Estrategias para el manejo del estrés del cuidador:

  • Pedir y aceptar ayuda: Elaborar una lista de las formas en que otros pueden colaborar y permitirles elegir cómo hacerlo. Algunas sugerencias incluyen paseos regulares con la persona cuidada, preparar comidas o asistir a citas médicas.
  • Enfocarse en lo posible: Aceptar que nadie es un cuidador perfecto y reconocer los esfuerzos realizados. Establecer metas alcanzables, dividiendo tareas complejas en pasos más pequeños y manejables. Crear listas de prioridades y mantener una rutina diaria. Aprender a decir "no" a peticiones que resulten excesivamente agotadoras, como organizar eventos festivos.
  • Conectarse con recursos: Informarse sobre los servicios de apoyo disponibles en su área. Participar en clases, o utilizar servicios de cuidado diurno, paseos, entrega de comidas o limpieza del hogar.
  • Unirse a grupos de apoyo: Compartir experiencias con personas que atraviesan situaciones similares puede ser muy reconfortante. Los grupos de apoyo ofrecen ánimo, ayuda para resolver problemas y la oportunidad de hacer nuevos amigos.
  • Buscar apoyo social: Mantener el contacto con familiares y amigos que ofrezcan apoyo. Dedicar tiempo cada semana a visitar a alguien, aunque sea para un paseo o un café.
  • Cuidar la salud personal: Buscar maneras de mejorar la calidad del sueño, aumentar la actividad física la mayoría de los días, mantener una dieta saludable y beber suficiente agua. Si existen problemas de sueño, es recomendable consultar a un profesional de la salud.
  • Consultar al profesional de la salud: Mantener al día las vacunas y someterse a exámenes de detección periódicos. Informar al profesional de la salud sobre el rol de cuidador y discutir cualquier preocupación o síntoma.

Cuidado temporal del paciente para proporcionar descanso a la familia

Dejar a un ser querido al cuidado de otra persona puede ser difícil, pero tomarse un descanso es una de las mejores acciones que un cuidador puede realizar por sí mismo y por la persona a la que cuida. Existen diversas modalidades de cuidado temporal:

  • Cuidado temporal en el hogar: Asistentes de atención médica acuden al domicilio para pasar tiempo con el ser querido o prestar servicios de enfermería, o ambos.
  • Centros y programas de cuidado médico para adultos: Existen centros que ofrecen atención diurna a personas mayores, y algunos también atienden a niños. Estos programas pueden facilitar la interacción entre diferentes grupos de edad.
  • Residencias de ancianos y convalecientes de estancias cortas: Algunas viviendas tuteladas, residencias para personas con problemas de memoria y residencias de ancianos y convalecientes admiten a personas para estancias breves mientras los cuidadores principales se ausentan.

Trabajar fuera de casa

Los cuidadores que también trabajan fuera de casa pueden sentirse particularmente agobiados. En estos casos, si es posible, se puede considerar solicitar una licencia temporal del trabajo. La Ley federal de licencias familiares y médicas (FMLA) en Estados Unidos permite a los empleados elegibles hasta 12 semanas de licencia sin goce de sueldo al año para cuidar de familiares. Es recomendable consultar con el departamento de recursos humanos sobre las opciones de permisos no remunerados.

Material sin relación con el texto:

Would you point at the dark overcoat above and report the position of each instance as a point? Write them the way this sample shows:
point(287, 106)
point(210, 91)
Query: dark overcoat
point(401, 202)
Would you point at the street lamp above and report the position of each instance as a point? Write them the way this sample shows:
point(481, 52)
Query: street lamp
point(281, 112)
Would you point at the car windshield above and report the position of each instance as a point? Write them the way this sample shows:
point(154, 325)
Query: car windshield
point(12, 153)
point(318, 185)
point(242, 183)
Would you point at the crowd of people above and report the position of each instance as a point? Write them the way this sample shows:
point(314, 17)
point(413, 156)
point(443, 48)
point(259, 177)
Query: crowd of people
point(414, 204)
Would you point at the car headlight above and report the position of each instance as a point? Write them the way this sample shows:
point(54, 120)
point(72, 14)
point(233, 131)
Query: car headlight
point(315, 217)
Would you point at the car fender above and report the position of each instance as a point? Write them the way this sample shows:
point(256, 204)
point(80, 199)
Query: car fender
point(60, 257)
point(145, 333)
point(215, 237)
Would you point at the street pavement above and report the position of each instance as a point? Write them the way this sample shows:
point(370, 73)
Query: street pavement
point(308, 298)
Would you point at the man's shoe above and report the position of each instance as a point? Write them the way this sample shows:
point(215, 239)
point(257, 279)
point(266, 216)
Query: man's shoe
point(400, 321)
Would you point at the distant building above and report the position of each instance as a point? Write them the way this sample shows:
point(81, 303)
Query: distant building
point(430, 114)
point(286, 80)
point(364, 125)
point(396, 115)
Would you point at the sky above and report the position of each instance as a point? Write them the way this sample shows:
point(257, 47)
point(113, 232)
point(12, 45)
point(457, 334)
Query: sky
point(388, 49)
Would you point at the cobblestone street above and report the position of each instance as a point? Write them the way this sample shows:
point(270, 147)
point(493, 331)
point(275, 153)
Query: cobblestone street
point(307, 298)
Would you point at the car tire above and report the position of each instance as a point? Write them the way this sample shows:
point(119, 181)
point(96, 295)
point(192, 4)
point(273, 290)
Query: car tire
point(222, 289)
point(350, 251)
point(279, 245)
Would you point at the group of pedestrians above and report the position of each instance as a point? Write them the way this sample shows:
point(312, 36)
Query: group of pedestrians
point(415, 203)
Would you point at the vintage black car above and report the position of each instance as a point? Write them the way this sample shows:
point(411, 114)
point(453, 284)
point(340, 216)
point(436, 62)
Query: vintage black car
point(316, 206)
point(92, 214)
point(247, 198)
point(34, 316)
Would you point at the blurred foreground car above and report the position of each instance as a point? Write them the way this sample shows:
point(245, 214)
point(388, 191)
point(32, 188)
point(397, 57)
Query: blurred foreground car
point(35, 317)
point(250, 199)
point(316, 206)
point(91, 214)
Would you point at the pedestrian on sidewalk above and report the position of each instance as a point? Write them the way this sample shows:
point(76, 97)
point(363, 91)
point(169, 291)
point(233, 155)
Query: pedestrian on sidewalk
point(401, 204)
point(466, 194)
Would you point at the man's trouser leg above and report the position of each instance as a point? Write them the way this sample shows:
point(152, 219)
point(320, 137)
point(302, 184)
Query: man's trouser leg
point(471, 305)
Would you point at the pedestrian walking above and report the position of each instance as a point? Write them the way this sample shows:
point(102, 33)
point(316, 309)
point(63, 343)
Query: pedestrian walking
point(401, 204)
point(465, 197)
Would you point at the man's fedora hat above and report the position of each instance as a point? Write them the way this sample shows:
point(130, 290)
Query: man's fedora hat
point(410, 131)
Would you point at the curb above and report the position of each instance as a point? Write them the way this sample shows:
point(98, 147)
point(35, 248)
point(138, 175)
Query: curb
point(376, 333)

No está solo: Recursos adicionales

Es fundamental solicitar la ayuda necesaria. Además de recurrir a familiares y amigos, existen recursos locales diseñados para apoyar a los cuidadores. Se puede iniciar la búsqueda a través de directorios en línea como el Localizador de Cuidados de Personas Mayores, o contactando a la Agencia de Asuntos sobre la Vejez local para obtener información sobre servicios disponibles en la zona. El Centro de Recursos sobre Envejecimiento y Discapacidad del estado también es una fuente de ayuda.